The objectives of the information security policy of the Commission are as follows:
1. Show the determination and commitment of the Commission to provide a safe operational environment.
2. The Commission will carry through the e-government plan and develop long-term guidelines for information system application programs.
3. Verify the basic evaluation methods for information security activities, and make sure that the resources are effectively applied in information security activities.
4. Provide the infrastructure requirements for information system and network design, and as a basis for purchasing specifications.
5. As the fundamentals of the information security manual of the Commission.
6. As the behavior code for the Commission's use of information systems; through effective education and training on information security, to ensure that all colleagues understand it and prevent the related personnel from infringing the rules by reason of a lack of knowledge concerning the behavior code.
7. As the basis for the auditing actions conducted by the internal auditing units and personnel of the Commission.

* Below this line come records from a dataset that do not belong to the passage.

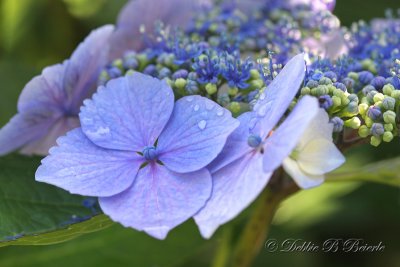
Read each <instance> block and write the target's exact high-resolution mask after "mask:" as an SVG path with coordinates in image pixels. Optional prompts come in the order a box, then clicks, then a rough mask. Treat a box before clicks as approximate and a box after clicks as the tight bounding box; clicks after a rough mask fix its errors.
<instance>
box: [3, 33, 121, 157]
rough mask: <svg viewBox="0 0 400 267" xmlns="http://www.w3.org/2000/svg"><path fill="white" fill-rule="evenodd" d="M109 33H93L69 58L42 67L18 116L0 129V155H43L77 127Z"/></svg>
mask: <svg viewBox="0 0 400 267" xmlns="http://www.w3.org/2000/svg"><path fill="white" fill-rule="evenodd" d="M113 31H114V27H113V26H111V25H109V26H103V27H101V28H99V29H97V30H95V31H93V32H92V33H91V34H90V35H89V36H88V37H87V38H86V39H85V40H84V42H83V43H82V44H80V45H79V46H78V48H77V49H76V50H75V51H74V52H73V53H72V56H71V58H70V59H67V60H65V61H64V62H63V63H62V64H57V65H53V66H50V67H47V68H45V69H44V70H43V72H42V74H41V75H39V76H37V77H35V78H33V79H32V80H31V81H30V82H29V83H28V84H27V85H26V86H25V88H24V90H23V91H22V93H21V95H20V97H19V100H18V114H16V115H15V116H14V117H13V118H12V119H11V120H10V122H9V123H7V124H6V125H5V126H4V127H3V128H1V130H0V155H5V154H8V153H10V152H12V151H14V150H18V149H20V150H21V152H22V153H24V154H39V155H47V153H48V150H49V148H50V147H52V146H53V145H55V143H56V139H57V138H58V137H60V136H61V135H64V134H65V133H66V132H67V131H69V130H71V129H73V128H76V127H78V126H79V119H78V113H79V108H80V106H81V105H82V102H83V100H84V99H86V98H87V97H90V96H91V95H92V94H93V93H94V92H95V91H96V88H97V80H98V77H99V75H100V72H101V70H102V69H103V68H104V67H105V66H106V64H107V62H108V55H109V48H110V37H111V35H112V33H113Z"/></svg>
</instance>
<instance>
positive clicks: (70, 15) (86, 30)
mask: <svg viewBox="0 0 400 267" xmlns="http://www.w3.org/2000/svg"><path fill="white" fill-rule="evenodd" d="M124 3H125V0H113V1H106V0H0V93H1V94H0V125H4V124H5V123H6V122H7V121H8V120H9V118H10V117H11V116H12V115H13V114H14V113H15V111H16V103H17V98H18V95H19V93H20V91H21V90H22V88H23V86H24V85H25V84H26V83H27V82H28V81H29V80H30V79H31V78H32V77H33V76H35V75H37V74H39V73H40V72H41V70H42V68H43V67H45V66H47V65H51V64H54V63H58V62H61V61H62V60H63V59H65V58H68V57H69V55H70V54H71V52H72V51H73V50H74V48H75V47H76V46H77V44H78V43H79V42H81V41H82V40H83V38H84V37H85V36H86V35H87V34H88V33H89V32H90V31H91V30H92V29H94V28H96V27H98V26H101V25H103V24H107V23H114V22H115V20H116V16H117V14H118V11H119V10H120V8H121V7H122V6H123V4H124ZM387 8H395V9H396V8H400V1H399V0H380V1H376V0H337V8H336V10H335V13H336V15H337V16H338V17H339V18H340V20H341V21H342V24H343V25H347V26H348V25H350V24H351V22H353V21H357V20H359V19H364V20H369V19H371V18H373V17H382V16H383V15H384V11H385V9H387ZM395 143H396V142H392V143H391V144H390V145H389V146H380V147H379V148H378V149H375V148H371V147H369V146H367V147H361V148H357V149H355V150H353V151H351V158H350V160H349V161H348V163H347V166H350V165H352V166H356V165H357V166H359V167H360V168H362V166H363V165H364V164H366V163H367V162H370V161H373V160H376V159H382V158H385V157H391V156H399V155H400V152H399V151H400V142H398V143H399V144H395ZM345 168H346V167H345ZM250 209H251V207H250ZM247 212H248V211H247ZM245 213H246V212H245ZM245 215H246V214H243V215H242V216H240V218H238V219H237V220H235V221H234V222H232V223H231V224H230V226H228V227H233V228H234V229H238V230H240V228H241V226H242V225H243V223H244V222H245V218H246V216H245ZM0 221H1V218H0ZM399 232H400V190H399V188H396V187H389V186H384V185H378V184H373V183H363V184H360V183H356V182H351V183H350V182H348V183H329V184H325V185H324V186H321V187H319V188H317V189H313V190H309V191H303V192H301V193H299V194H297V195H295V196H294V197H292V198H291V199H289V200H287V201H286V202H285V203H284V204H283V205H282V208H281V209H280V210H279V211H278V214H277V216H276V218H275V219H274V223H273V227H272V231H271V233H270V235H269V237H270V238H275V239H277V240H280V241H283V240H285V239H287V238H295V239H297V238H299V239H303V240H304V241H310V242H312V243H314V244H317V245H321V244H322V243H323V241H324V240H326V239H329V238H344V239H346V238H362V239H364V240H365V242H367V243H368V244H371V245H376V244H378V243H379V242H382V243H383V245H385V250H384V252H374V253H349V254H344V253H323V252H318V253H311V252H308V253H307V252H292V253H283V252H282V253H269V252H268V251H267V250H263V251H261V253H260V255H259V257H258V258H257V260H256V263H255V264H254V266H260V267H261V266H300V267H303V266H304V267H306V266H307V267H310V266H328V267H329V266H332V267H333V266H342V267H350V266H366V267H369V266H378V265H379V266H389V267H400V253H399V252H400V240H399V239H398V236H399V235H398V234H399ZM221 234H222V233H221V231H219V232H217V234H216V236H215V237H214V238H213V239H212V240H209V241H205V240H202V239H201V237H200V235H199V234H198V231H197V230H196V227H195V225H194V223H193V222H192V221H190V222H188V223H186V224H184V225H183V226H182V227H179V228H178V229H176V230H174V231H173V232H171V233H170V235H169V238H168V239H167V240H166V241H157V240H154V239H152V238H149V237H147V236H146V235H144V234H142V233H138V232H135V231H133V230H130V229H124V228H123V227H121V226H119V225H114V226H112V227H110V228H108V229H106V230H104V231H101V232H97V233H92V234H87V235H85V236H81V237H79V238H77V239H75V240H72V241H69V242H66V243H62V244H57V245H52V246H41V247H39V246H38V247H33V246H29V247H22V246H21V247H6V248H1V249H0V267H25V266H26V267H27V266H44V267H47V266H58V267H63V266H75V267H80V266H85V267H91V266H96V267H102V266H107V267H108V266H140V267H155V266H163V267H164V266H168V267H178V266H192V267H196V266H210V259H211V258H212V256H213V253H214V252H215V249H216V247H217V246H218V243H219V239H220V236H221Z"/></svg>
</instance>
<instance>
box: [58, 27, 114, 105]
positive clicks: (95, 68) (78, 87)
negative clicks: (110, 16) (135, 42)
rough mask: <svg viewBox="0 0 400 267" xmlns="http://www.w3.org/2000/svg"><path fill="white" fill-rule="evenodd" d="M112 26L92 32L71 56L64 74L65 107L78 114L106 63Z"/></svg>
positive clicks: (94, 86)
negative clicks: (86, 98) (65, 106)
mask: <svg viewBox="0 0 400 267" xmlns="http://www.w3.org/2000/svg"><path fill="white" fill-rule="evenodd" d="M113 31H114V26H112V25H107V26H103V27H101V28H98V29H96V30H94V31H92V32H91V33H90V34H89V36H88V37H86V39H85V40H84V41H83V42H82V43H81V44H80V45H79V46H78V48H77V49H76V50H75V51H74V53H73V54H72V56H71V58H70V60H69V62H68V65H67V68H66V72H65V78H64V87H65V90H66V92H67V94H68V102H67V103H66V105H67V107H68V108H69V109H70V110H71V111H75V113H78V112H79V107H80V106H81V105H82V101H83V100H84V99H86V98H88V97H90V96H91V95H92V94H93V93H94V92H95V90H96V88H97V80H98V78H99V74H100V72H101V70H102V69H103V68H104V67H105V66H106V64H107V63H108V55H109V52H110V37H111V35H112V33H113Z"/></svg>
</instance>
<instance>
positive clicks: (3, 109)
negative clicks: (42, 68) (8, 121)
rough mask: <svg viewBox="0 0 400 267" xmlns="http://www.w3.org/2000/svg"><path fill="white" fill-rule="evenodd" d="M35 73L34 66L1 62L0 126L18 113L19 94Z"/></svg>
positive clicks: (14, 62)
mask: <svg viewBox="0 0 400 267" xmlns="http://www.w3.org/2000/svg"><path fill="white" fill-rule="evenodd" d="M35 73H36V71H35V69H34V68H30V67H27V66H25V65H22V64H18V63H15V62H7V61H3V62H0V81H1V87H0V88H1V89H0V91H1V97H0V127H2V126H3V125H4V124H5V123H7V122H8V121H9V120H10V118H11V117H12V116H13V115H14V114H15V113H16V111H17V100H18V95H19V94H20V92H21V91H22V89H23V87H24V85H25V84H26V83H27V82H28V81H29V80H30V79H31V78H32V77H33V76H34V75H35Z"/></svg>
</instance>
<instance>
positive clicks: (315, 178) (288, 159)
mask: <svg viewBox="0 0 400 267" xmlns="http://www.w3.org/2000/svg"><path fill="white" fill-rule="evenodd" d="M283 169H284V170H285V171H286V172H287V173H288V174H289V175H290V176H291V177H292V179H293V180H294V181H295V182H296V184H297V185H298V186H299V187H301V188H303V189H308V188H312V187H316V186H319V185H321V184H322V183H323V182H324V176H323V175H310V174H307V173H305V172H303V171H302V170H301V169H300V167H299V165H298V164H297V162H296V161H294V160H292V159H290V158H286V159H285V160H284V161H283Z"/></svg>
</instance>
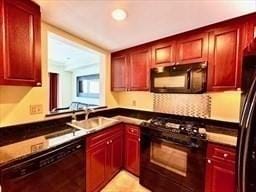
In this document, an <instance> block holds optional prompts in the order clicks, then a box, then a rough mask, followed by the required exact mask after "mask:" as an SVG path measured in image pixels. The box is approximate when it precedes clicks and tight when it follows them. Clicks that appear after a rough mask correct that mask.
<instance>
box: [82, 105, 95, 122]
mask: <svg viewBox="0 0 256 192" xmlns="http://www.w3.org/2000/svg"><path fill="white" fill-rule="evenodd" d="M84 112H85V120H88V117H89V114H90V113H93V112H94V109H90V108H88V107H84Z"/></svg>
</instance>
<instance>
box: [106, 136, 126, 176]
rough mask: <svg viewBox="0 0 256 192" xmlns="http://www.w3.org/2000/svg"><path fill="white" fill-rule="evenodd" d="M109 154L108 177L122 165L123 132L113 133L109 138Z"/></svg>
mask: <svg viewBox="0 0 256 192" xmlns="http://www.w3.org/2000/svg"><path fill="white" fill-rule="evenodd" d="M109 142H110V144H109V149H108V151H109V155H110V166H109V168H110V171H109V173H110V177H111V176H112V175H115V174H116V173H118V172H119V171H120V170H121V168H122V167H123V134H122V133H119V134H115V135H114V136H113V137H111V138H110V141H109Z"/></svg>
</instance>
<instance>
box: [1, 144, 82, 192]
mask: <svg viewBox="0 0 256 192" xmlns="http://www.w3.org/2000/svg"><path fill="white" fill-rule="evenodd" d="M78 150H84V141H83V140H79V141H77V142H72V143H69V144H66V145H64V146H62V147H60V148H58V147H57V148H56V149H55V150H52V151H49V152H45V153H43V154H40V155H39V156H36V157H34V158H33V159H28V160H25V161H23V162H21V163H19V164H16V165H13V166H11V167H7V168H5V169H3V170H2V171H1V175H2V176H4V177H5V178H15V177H20V176H24V175H28V174H31V173H33V172H35V171H37V170H38V169H40V168H43V167H46V166H49V165H51V164H53V163H56V162H58V161H60V160H61V159H64V158H65V157H67V156H68V155H71V154H73V153H74V152H76V151H78ZM0 192H1V191H0Z"/></svg>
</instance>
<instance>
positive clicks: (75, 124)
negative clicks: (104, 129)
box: [67, 117, 116, 130]
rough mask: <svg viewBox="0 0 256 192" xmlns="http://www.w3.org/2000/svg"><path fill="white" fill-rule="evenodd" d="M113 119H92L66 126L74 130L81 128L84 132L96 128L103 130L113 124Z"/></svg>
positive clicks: (94, 128)
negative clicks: (107, 126) (99, 128)
mask: <svg viewBox="0 0 256 192" xmlns="http://www.w3.org/2000/svg"><path fill="white" fill-rule="evenodd" d="M115 122H116V120H115V119H111V118H106V117H94V118H90V119H88V120H82V121H76V122H72V123H67V124H68V125H70V126H72V127H75V128H80V129H81V128H82V129H86V130H93V129H98V128H103V127H106V126H110V125H112V124H113V123H115Z"/></svg>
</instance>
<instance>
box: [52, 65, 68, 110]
mask: <svg viewBox="0 0 256 192" xmlns="http://www.w3.org/2000/svg"><path fill="white" fill-rule="evenodd" d="M48 71H49V72H52V73H58V74H59V90H58V107H67V106H69V105H70V103H71V102H72V92H71V90H72V72H69V71H65V70H64V67H63V66H58V65H54V62H52V61H49V68H48Z"/></svg>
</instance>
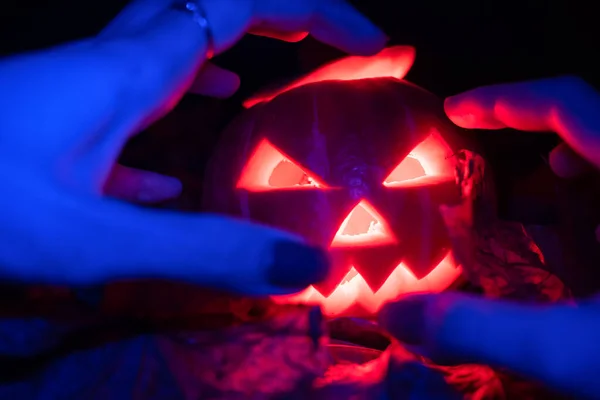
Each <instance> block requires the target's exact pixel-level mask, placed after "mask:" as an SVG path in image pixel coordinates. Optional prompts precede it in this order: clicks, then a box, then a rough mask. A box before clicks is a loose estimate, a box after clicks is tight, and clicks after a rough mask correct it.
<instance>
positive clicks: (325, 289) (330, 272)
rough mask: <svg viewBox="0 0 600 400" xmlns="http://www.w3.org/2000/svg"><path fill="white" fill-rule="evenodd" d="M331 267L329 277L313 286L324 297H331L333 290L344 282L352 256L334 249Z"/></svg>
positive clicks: (350, 267)
mask: <svg viewBox="0 0 600 400" xmlns="http://www.w3.org/2000/svg"><path fill="white" fill-rule="evenodd" d="M330 255H331V269H330V271H329V275H328V276H327V279H325V280H324V281H323V282H320V283H317V284H314V285H313V287H314V288H315V289H316V290H317V291H318V292H319V293H321V294H322V295H323V296H324V297H329V296H330V295H331V294H332V293H333V291H334V290H335V289H336V288H337V287H338V286H339V285H340V283H342V281H343V279H344V277H345V276H346V275H347V274H348V272H349V271H350V268H351V265H350V258H349V257H348V255H347V254H346V253H345V252H343V251H336V250H332V251H331V252H330Z"/></svg>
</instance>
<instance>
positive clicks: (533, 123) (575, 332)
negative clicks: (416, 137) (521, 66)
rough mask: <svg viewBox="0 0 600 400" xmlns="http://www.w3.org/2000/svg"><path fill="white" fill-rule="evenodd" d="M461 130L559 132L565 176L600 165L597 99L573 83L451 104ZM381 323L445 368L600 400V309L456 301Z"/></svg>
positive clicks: (561, 173) (569, 175) (426, 304)
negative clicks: (566, 392)
mask: <svg viewBox="0 0 600 400" xmlns="http://www.w3.org/2000/svg"><path fill="white" fill-rule="evenodd" d="M445 108H446V113H447V114H448V116H449V117H450V119H451V120H452V121H454V122H455V123H456V124H457V125H459V126H462V127H465V128H479V129H501V128H507V127H510V128H515V129H519V130H527V131H554V132H556V133H558V134H559V135H560V136H561V137H562V138H563V140H564V141H565V143H564V144H562V145H560V146H558V147H557V148H556V149H554V150H553V152H552V154H551V157H550V164H551V167H552V169H553V170H554V171H555V173H557V174H558V175H560V176H563V177H570V176H574V175H577V174H580V173H582V172H584V171H586V170H588V169H589V168H591V167H592V166H594V167H596V168H600V95H599V94H598V93H596V92H595V91H594V90H593V89H592V88H591V87H589V86H588V85H587V84H586V83H585V82H583V81H581V80H580V79H577V78H558V79H544V80H538V81H533V82H524V83H516V84H506V85H497V86H489V87H482V88H479V89H475V90H472V91H469V92H466V93H463V94H460V95H458V96H455V97H451V98H449V99H447V100H446V103H445ZM380 320H381V323H382V325H383V326H385V327H386V328H387V329H388V330H389V331H390V332H391V333H392V334H394V335H395V336H396V337H397V338H398V339H400V340H401V341H403V342H405V343H407V344H408V345H410V346H412V348H413V349H414V350H415V351H417V352H420V353H422V354H424V355H427V356H429V357H431V358H433V359H434V360H438V361H440V362H451V363H459V362H477V363H486V364H491V365H493V366H498V367H507V368H509V369H511V370H512V371H514V372H517V373H520V374H523V375H524V376H527V377H530V378H533V379H536V380H540V381H543V382H545V383H546V384H547V385H548V386H549V387H553V388H556V389H558V390H562V391H564V392H567V393H571V394H575V395H579V396H584V397H591V398H598V397H600V381H598V379H597V374H596V371H598V370H599V369H600V345H599V344H598V340H597V338H596V336H597V332H598V331H599V330H600V305H599V304H598V302H597V301H591V302H588V303H584V304H580V305H579V306H572V305H556V306H546V307H541V306H524V305H518V304H512V303H504V302H499V301H490V300H484V299H478V298H474V297H469V296H463V295H458V294H442V295H419V296H411V297H407V298H405V299H403V300H401V301H399V302H396V303H392V304H389V305H387V306H386V307H385V308H384V309H383V311H382V312H381V315H380Z"/></svg>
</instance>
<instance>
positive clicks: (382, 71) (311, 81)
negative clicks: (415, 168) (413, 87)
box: [244, 46, 415, 108]
mask: <svg viewBox="0 0 600 400" xmlns="http://www.w3.org/2000/svg"><path fill="white" fill-rule="evenodd" d="M414 61H415V49H414V47H410V46H393V47H388V48H386V49H384V50H382V51H381V52H379V53H378V54H376V55H374V56H371V57H360V56H351V57H344V58H342V59H341V60H337V61H334V62H332V63H330V64H327V65H325V66H323V67H321V68H318V69H317V70H315V71H313V72H311V73H309V74H308V75H305V76H303V77H302V78H300V79H298V80H296V81H294V82H292V83H290V84H288V85H286V86H285V87H283V88H277V89H275V90H269V91H265V92H262V93H258V94H257V95H255V96H252V97H251V98H250V99H248V100H246V101H245V102H244V107H246V108H250V107H252V106H253V105H255V104H257V103H260V102H262V101H268V100H271V99H272V98H274V97H275V96H278V95H280V94H281V93H284V92H286V91H289V90H292V89H294V88H297V87H300V86H303V85H307V84H309V83H314V82H321V81H326V80H332V79H336V80H353V79H367V78H381V77H392V78H396V79H402V78H404V77H405V76H406V74H407V73H408V71H409V70H410V68H411V67H412V65H413V63H414Z"/></svg>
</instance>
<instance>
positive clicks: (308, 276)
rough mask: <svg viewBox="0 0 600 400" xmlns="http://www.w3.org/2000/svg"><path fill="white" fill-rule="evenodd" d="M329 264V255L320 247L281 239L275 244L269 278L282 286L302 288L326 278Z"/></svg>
mask: <svg viewBox="0 0 600 400" xmlns="http://www.w3.org/2000/svg"><path fill="white" fill-rule="evenodd" d="M329 264H330V262H329V255H328V254H327V252H326V251H324V250H322V249H320V248H318V247H312V246H307V245H303V244H300V243H295V242H291V241H280V242H277V243H275V245H274V246H273V264H272V265H271V266H270V267H269V269H268V271H267V274H268V275H267V279H268V280H269V282H270V283H271V284H272V285H275V286H279V287H281V288H289V289H292V288H298V289H302V288H305V287H307V286H309V285H311V284H313V283H318V282H321V281H323V280H325V278H326V277H327V274H328V273H329Z"/></svg>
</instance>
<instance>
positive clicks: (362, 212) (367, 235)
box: [331, 200, 397, 247]
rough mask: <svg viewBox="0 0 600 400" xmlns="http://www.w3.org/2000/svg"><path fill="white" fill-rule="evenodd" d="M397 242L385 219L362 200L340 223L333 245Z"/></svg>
mask: <svg viewBox="0 0 600 400" xmlns="http://www.w3.org/2000/svg"><path fill="white" fill-rule="evenodd" d="M396 242H397V241H396V238H395V237H394V234H393V233H392V232H391V231H390V229H389V227H388V226H387V223H386V222H385V220H384V219H383V218H382V217H381V216H380V215H379V213H377V211H375V209H374V208H373V206H371V205H370V204H369V203H368V202H367V201H365V200H362V201H361V202H360V203H358V204H357V205H356V207H354V209H352V211H350V213H349V214H348V216H347V217H346V219H344V221H343V222H342V224H341V225H340V229H339V230H338V231H337V233H336V235H335V237H334V238H333V241H332V242H331V247H358V246H382V245H386V244H394V243H396Z"/></svg>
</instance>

Information is a valuable asset of the Commission, and the continuous operation of service depends on the integrity and continuous usability of information. Abiding by the regulations on information security can protect information against unauthorized use, modification, disclosure or damage, whether accidental or intentional.
To protect these assets is a fundamental responsibility of all colleagues of the Commission:
1. Ensure these assets are only used for purposes approved by the management.
2. Follow the security regulations and procedures set forth in the information security management system of the Commission.
3. All colleagues should precisely understand their responsibilities for protecting these assets.
According to the principle of being simple, easy to memorize and conforming to the objectives of information security management, the Commission states the information security policy as follows: "Information security, the responsibility of you and me!